Seqanswers Leaderboard Ad

Collapse

Announcement

Collapse
No announcement yet.
X
 
  • Filter
  • Time
  • Show
Clear All
new posts

  • 454 Data cleaning

    Has anyone tried any software for 454 data cleaning, removing the poor quality reads? And has anyone tired installing hyphy and 454HIV without any problem in installing? I need help..

  • #2
    If you're generally looking to cleanup 454 data I would suggest using Galaxy http://main.g2.bx.psu.edu/to convert your sff files to fastq, and then using fastq filters and tools to remove short reads or low quality reads. You can also mask low quality bases (such as in homo-polymers) to Ns without loosing reads.

    Comment


    • #3
      thanx proteasome for the reply..galaxy is great online tool...problem is uploading files of huge size..

      Comment


      • #4
        I suggest trying SeqTrim.
        You can set minimum quality based on a defined window size, minimum length, etc.
        You can also run it command line, or online.

        Comment


        • #5
          Hi,

          Check out fastx toolkits (http://hannonlab.cshl.edu/fastx_toolkit/) and SolexaQA (http://solexaqa.sourceforge.net/).
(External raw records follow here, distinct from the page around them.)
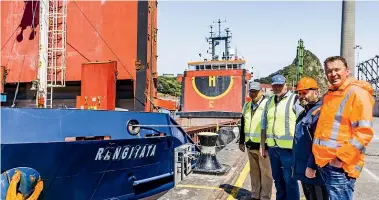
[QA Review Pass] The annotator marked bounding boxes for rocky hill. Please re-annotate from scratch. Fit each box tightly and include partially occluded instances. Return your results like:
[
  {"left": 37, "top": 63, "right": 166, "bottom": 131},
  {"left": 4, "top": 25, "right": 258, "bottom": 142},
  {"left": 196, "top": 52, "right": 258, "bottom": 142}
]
[{"left": 256, "top": 49, "right": 329, "bottom": 94}]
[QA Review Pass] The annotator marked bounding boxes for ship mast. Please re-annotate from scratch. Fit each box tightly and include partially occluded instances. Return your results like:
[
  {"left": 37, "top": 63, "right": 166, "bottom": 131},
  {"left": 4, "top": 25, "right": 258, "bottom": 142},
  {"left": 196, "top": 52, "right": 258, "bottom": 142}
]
[
  {"left": 207, "top": 19, "right": 232, "bottom": 60},
  {"left": 35, "top": 0, "right": 67, "bottom": 108}
]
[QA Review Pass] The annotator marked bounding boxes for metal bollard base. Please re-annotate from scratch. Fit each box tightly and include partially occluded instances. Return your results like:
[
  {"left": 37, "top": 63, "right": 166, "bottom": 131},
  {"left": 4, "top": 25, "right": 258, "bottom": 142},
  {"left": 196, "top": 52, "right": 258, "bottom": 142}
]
[{"left": 193, "top": 132, "right": 231, "bottom": 175}]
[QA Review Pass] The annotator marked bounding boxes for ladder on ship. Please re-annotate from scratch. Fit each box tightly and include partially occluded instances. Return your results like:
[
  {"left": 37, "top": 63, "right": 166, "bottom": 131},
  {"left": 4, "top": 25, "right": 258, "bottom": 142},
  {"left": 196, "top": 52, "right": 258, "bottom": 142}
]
[{"left": 38, "top": 0, "right": 67, "bottom": 108}]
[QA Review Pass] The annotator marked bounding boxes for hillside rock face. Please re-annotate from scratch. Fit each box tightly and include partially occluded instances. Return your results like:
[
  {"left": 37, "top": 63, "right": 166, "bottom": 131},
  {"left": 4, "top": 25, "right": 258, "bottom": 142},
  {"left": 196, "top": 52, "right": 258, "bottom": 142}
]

Both have simple but neat scripts to do read trimming.

          Douglas
          Last edited by DZhang; 05-28-2011, 06:41 PM. Reason: correction

          Comment


          • #6
            We have done our own read cleaning pipeline. It works for us, so we have made it available just in case it could be of any use to other people. It is called clean_reads.

            Comment


            • #7
              I like PRINSEQ (http://prinseq.sourceforge.net/). It comes as web and standalone version and does all the QC and data pre-processing that you need.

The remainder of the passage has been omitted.